All Good Children - Catherine Austen [91]
Dallas and I groan in unison.
As we approach Syracuse, the toll-booth operators smile at us. “Christmas shopping?” they ask.
After Syracuse, the highway leads to nowhere but Freaktown and the border, and the guards are not so friendly. “Where are you headed?” a butchy white woman asks at the last toll. She surveys our salt-and-pepper family with a scowl.
“We’re going to a funeral,” Mom says.
Hopefully it won’t be our own.
EIGHTEEN
We hit Freaktown sooner than expected. I thought we’d see blackened forests or glowing craters or shanties on the outskirts, but there’s an ordinary town ahead, flat and dated, at the end of an empty highway. There’s an official welcome sign that says the population is 120,000, but it’s at least thirty years old. It’s been painted over with the words, Welcome to Freaktown, in six-foot letters. I shiver when the headlights reveal the sign. Not because I’m scared of Freaktown, although that’s true enough, but because the bottom of the sign is scrawled with the word, WITHSTAND. We’re driving slowly. The sign does not blur by. I am not imagining things. The word WITHSTAND stares me in the face in my darkest hour. It’s like God is talking to me. I don’t like it.
The highway turns into Freaktown’s main street, the only route to the bridge north. The road is broken and bumpy but not much worse than where we’ve come from. There’s no other way to go forward. “Maybe we should wait till morning,” I suggest.
“Don’t be silly,” Mom says. She turns down the high beams, dials up the heat, checks that the doors are locked. We breathe shallow and cringe into our seats.
Abandoned fast-food restaurants fringe us on both sides: Denny’s, MacDonald’s, Kentucky Fried Chicken, Taco Bell, Dunkin’ Donuts, Arby’s, Jack in the Box, Pizza Hut, A&W, Baskin Robbins, Quiznos, Domino’s, Hardee’s, Dairy Queen, Roly Poly, Church’s Chicken, Burger King, dozens of them side by side with gas stations, empty for twenty-five poisoned years. Bits of siding, lights and drainage pipes are torn off the exteriors, and if we had the balls to stop and look inside, we wouldn’t find appliances. But the shells are intact, happy and colorful after all these years under a brutal sun.
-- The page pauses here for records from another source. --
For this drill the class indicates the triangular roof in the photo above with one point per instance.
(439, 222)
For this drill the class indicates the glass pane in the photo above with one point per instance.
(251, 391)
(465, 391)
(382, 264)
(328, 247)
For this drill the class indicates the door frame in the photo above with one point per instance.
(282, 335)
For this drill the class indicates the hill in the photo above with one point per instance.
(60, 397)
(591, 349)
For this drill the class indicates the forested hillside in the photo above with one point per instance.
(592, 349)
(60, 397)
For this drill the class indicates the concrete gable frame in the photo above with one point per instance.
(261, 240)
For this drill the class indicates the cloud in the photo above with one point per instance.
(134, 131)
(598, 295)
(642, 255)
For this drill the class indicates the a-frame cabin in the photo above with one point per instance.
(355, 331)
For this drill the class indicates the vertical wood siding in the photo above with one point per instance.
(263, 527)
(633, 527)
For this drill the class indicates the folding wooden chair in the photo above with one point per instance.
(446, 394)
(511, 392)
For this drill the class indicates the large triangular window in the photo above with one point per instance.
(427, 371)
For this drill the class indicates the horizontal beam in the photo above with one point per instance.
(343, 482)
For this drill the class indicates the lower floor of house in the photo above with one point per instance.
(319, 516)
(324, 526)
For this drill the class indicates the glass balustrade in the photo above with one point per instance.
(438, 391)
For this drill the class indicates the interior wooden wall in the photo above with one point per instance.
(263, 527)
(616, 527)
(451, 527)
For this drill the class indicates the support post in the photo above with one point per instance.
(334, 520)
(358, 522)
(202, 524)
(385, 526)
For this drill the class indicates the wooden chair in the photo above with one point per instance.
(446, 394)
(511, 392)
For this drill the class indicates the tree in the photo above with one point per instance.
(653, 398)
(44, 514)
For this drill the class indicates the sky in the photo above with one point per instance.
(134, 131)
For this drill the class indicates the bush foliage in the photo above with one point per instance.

I’ve studied North American history but I’ve never imagined anything quite like this. This is a landscape paved in grease and gasoline, prosperity and peace. A world where everybody had a car and a doctor and a right to an education, where entire lifetimes were spent in weekend shopping sprees and drives to the beach just to look at the waves. It boggles my mind, the number of people with cash required to make this street exist. “What do they eat here now?” I ask. “Do you think there’ll be roadblocks?”
“Shut up,” Dallas says. “You’ll scare your sister.”
“She’s asleep.”
“Shut up anyway.”
“They’re not going to eat us, honey,” Mom says, but really she doesn’t have a clue.
After the last fast-food restaurant, the road climbs a hill. Mom slows at the crest, expecting to descend into total darkness. But the town below us flickers with light. Smoke rises from chimneys, windows sparkle in a rainbow of colors.
“Oh my god,” Mom whispers. “I forgot it’s Christmas.”
She eases the car down the slope.
Freaktown does not look like the Freakshow footage. It’s just a rundown town, probably rundown long before the disaster. The main street is lined with three-story stone and brick buildings with stores on the bottom and apartments on top, nineteenth-century styling—patterned brickwork around the windows, recessed entrances, wooden awnings. The original signboards have been painted over in several languages to read, Doctor, Appliances, Food, Housing, Trade, Clinic. Most of the glass in the display windows is still in place, and where the windows are broken, they’re boarded up and painted to look like vistas—forests, oceans, fields of wheat, white gabled houses with rabbits in the yard. This is not what reality programming led me to expect. You need a fully functional brain to transform a broken window into a view.